|
 |
 |
 |
  |
|
Ulema krizi
"Türban konusunda söz hakkı AİHM'nin değil din ulemasınındır" diyen Erdoğan'a tepki yağdı... Başbakanlık, sözlerin çarpıtıldığını savundu.
Başbakan'ın, türban sorununun çözümü için "ulema" formülünü ortaya atması, gündemi sarstı. Muhalefet ve hukukçular sert tepki gösterdi. Basını suçlayan Başbakanlık Sözcüsü Beki'den ise, "Başbakan'ın dünyevi hukuk alanına giren bir düzenlemenin, din bilginlerine bırakılması gerektiğini söylemesi söz konusu değildir" açıklaması geldi... İşte, Ankara'nın ulema krizinden notlar:
CHP Genel Başkanı Baykal: Çağdaş ve laik Türkiye'ye yakışmıyor. Sen Başbakan mısın, şeyhülislam mısın? Taliban'a mı danışacaksın?

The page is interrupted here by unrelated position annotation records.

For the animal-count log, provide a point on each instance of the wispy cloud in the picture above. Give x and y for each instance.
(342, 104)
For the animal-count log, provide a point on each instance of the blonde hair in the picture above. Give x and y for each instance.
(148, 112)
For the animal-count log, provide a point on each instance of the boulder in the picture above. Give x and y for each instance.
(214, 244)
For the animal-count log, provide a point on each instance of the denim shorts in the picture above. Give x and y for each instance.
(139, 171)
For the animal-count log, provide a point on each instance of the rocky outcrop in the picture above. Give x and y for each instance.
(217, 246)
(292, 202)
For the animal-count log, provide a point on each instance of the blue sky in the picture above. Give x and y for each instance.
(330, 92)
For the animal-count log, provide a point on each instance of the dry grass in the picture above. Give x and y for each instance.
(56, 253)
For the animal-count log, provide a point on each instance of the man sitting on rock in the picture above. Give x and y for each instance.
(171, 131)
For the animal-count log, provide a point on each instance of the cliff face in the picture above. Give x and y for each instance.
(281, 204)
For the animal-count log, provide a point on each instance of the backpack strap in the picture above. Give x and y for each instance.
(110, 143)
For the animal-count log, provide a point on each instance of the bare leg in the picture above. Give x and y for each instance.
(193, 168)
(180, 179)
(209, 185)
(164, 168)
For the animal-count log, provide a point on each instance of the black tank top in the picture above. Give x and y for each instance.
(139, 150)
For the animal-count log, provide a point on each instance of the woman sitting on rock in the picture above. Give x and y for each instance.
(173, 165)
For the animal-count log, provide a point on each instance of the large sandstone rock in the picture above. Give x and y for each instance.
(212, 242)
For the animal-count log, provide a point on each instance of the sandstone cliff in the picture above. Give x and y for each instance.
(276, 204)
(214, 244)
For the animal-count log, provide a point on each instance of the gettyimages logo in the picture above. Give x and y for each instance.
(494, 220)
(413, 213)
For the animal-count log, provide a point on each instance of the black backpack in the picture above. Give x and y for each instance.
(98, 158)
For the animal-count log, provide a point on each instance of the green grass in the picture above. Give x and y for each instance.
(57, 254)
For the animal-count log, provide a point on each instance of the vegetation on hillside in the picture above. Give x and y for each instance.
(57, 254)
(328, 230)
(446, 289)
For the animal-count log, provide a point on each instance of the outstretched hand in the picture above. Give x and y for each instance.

ANAVATAN Genel Başkanı Mumcu: Vahim bir laf. Burası demokratik, laik, sosyal, hukuk devleti... Yasayı Meclis'e getirir, çözersiniz. Destek hazır.
DYP Genel Başkanı Ağar: Erdoğan'ın sözlerinin kabulü mümkün değildir... Bütün sorunların tek çözüm yeri Meclis'tir...
Anayasa Profesörü Aldıkaçtı: Türk aydını olarak değerlendirme yapmaya utanıyorum. Konunun tartışmaya açılabilmesinden utanıyorum.
 Şimdi de ulema krizi
Başbakan'ın Danimarka'da türban için "ulema" formulünü ortaya atması, Ankara'da gündemi kilitledi. Erdoğan'ın formülüne muhalefet ve hukukçular tepki gösterdi.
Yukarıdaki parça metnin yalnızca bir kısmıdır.